書道の描写も部活や稽古のような書の練習というよりは、子供たちに字を教えたり船に字を書いたりというような場面がほとんどです。主人公は島の子供たちの書写の宿題のお手本として書いた作品と、公募展に出品する作品とで書風を書き分けていて書道家らしく描かれています。(書壇に染まりきった若い書道家という主人公の人物像からも、今日の書道の公募展に対するある種の批判のようなものかもしれません)
主人公と島民との掛け合いが面白いので書道に興味が無くてもほのぼのとした漫画が好きな方にはおすすめの作品です。『ばらかもん』はアニメ化もしており、アニメでは書道家がアニメ内の書道作品を監修しています。こちらもおすすめです。
映画部門
『書道ガールズ!!わたしたちの甲子園』2010年
愛媛県のとある高校の書道部の生徒たちが書道パフォーマンスと出会い、それまで不況の影響で活気を失いつつある街の活気を取り戻すために書道パフォーマンスを開催する話です。
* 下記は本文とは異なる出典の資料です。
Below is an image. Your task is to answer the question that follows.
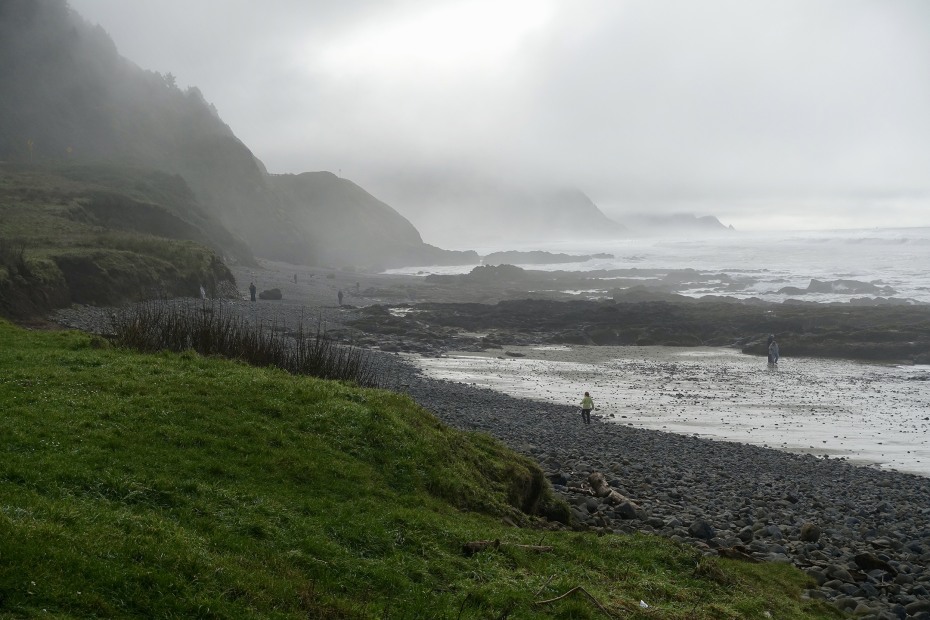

この映画は、愛媛県の高校生たちが書道パフォーマンスで地元の活性化を目指したという実話をベースに作られた作品です。現在も書道パフォーマンス甲子園として年に一回大会が開催されています。
青い青い空(『書道ガールズ 青い青い空』)2010年
それぞれ悩みを抱えた思春期真っ只中の少女たちが書道と出会い、書道を通して成長するとともに友情を深めていく青春映画です。
作中では筆に使われている動物の毛を説明している場面や、全員で書道のデモンストレーションを行う場面などがあります。
これらの作品をきっかけに、書道の世界に少しでも興味を持ってくれたら嬉しいです。